Categories: As vs Like

That VS Which

September 6, 2009 Leave a comment

That  = Restrictive Clause

Which = Everything else ( non restrictive clause)

Restrictive clause means the meaning of the sentence will change if it is omitted. Its necessary.

Non restrictive clauses on the other hand are not necessary and do not alter the sentence meaning if omitted.

Method: omit the part of sentence after ‘that’ or ‘which’ and see if  it still conveys the same meaning.


This is the tree that bears the most fruits.

This is the tree … ??

Also restrictive clause will usually not be set by commas

The story is coming to an end, which means we can leave soon.

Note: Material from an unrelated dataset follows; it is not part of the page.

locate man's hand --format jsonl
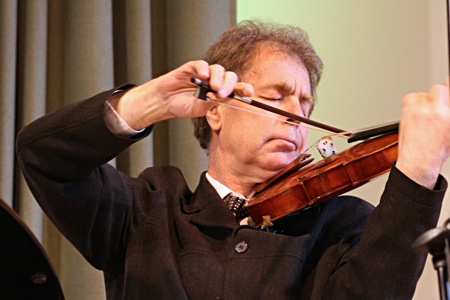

The story is coming to an end.

Which usually will be surrounded by commas.

Categories: That VS Which


August 30, 2009 Leave a comment

Recognize a gerund when you see one.

Every gerund, without exception, ends in ing. Gerunds are not, however, all that easy to identify. The problem is that all present participles also end in ing. What is the difference?

Gerunds function as nouns. Thus, gerunds will be subjects, subject complements, direct objects, indirect objects, and objects of prepositions.

Present participles, on the other hand, complete progressive verbs or act as modifiers.

Read these examples of gerunds:

Since Francisco was five years old, swimming has been his passion.

Swimming = subject of the verb has been.

Francisco’s first love is swimming.

Swimming = subject complement of the verb is.

Francisco enjoys swimming more than spending time with his girlfriend Diana.

Swimming = direct object of the verb enjoys.

Francisco gives swimming all of his energy and time.

Swimming = indirect object of the verb gives.

When Francisco wore dive fins to class, everyone knew that he was devoted to swimming.

Swimming = object of the preposition to.

These ing words are examples of present participles:

One day last summer, Francisco and his coach were swimming at Daytona Beach.

Swimming = present participle completing the past progressive verb were swimming.

A great white shark ate Francisco’s swimming coach.

Swimming = present participle modifying coach.

Now Francisco practices his sport in safe swimming pools.

Swimming = present participle modifying pools

Categories: Gerunds

May be VS Probably

August 30, 2009 Leave a comment

probably is “likely” to be true.

may be introduces an element of doubt in the argument.

Usually, ‘probably’ and ‘likely’ are ‘more likely’ than ‘maybe’ and ‘perhaps’.

Also be careful when you see maybe(ONE WORD) on GMAT, it is unidiomatic according to GMAT, cant be used in any case.